Question about PICRUSt

From: 毛维奥 <mmmaoweiao@126.com>

Hello,I’m an user of PICRUSt. I have a question on data processing.I’ve read your paper Predictive Functional Profiling of Microbial Communities Using 16S rRNA Marker Gene Sequences ,but can’t understand the following paragraph.

‘Because 16S rRNA copy number varies greatly among different bacteria and archaea, the user’s table of OTUs is normalized by dividing the abundance of each organism by its predicted 16S copy number. The 16S rRNA copy numbers for each organism are themselves inferred as a quantitative trait by ancestral state reconstruction during the genome prediction step . Normalized OTU abundances are then multiplied by the set of gene family abundances calculated for each taxon during the gene content inference step. The final output from metagenome prediction is thus an annotated table of predicted gene family counts for each sample, where gene families can be orthologous groups or other identifiers such as KOs, COGs or Pfams. The resulting tables are directly comparable to those generated by metagenome annotation pipelines such as HUMAnN or MG-RAST.’

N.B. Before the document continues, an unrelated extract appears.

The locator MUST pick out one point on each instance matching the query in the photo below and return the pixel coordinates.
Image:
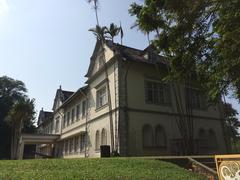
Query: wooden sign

Would you please tell me how to standardize the output data of PICRUSt so that I can get the information of relative abundance which can be campared among different samples?

Looking forward to your reply

If the samples/columns are not automatically sum-normalized to a constant value (e.g. 1) then you can apply that operation to convert the raw abundances to relative abundances (removing any latent effects of sequencing depth).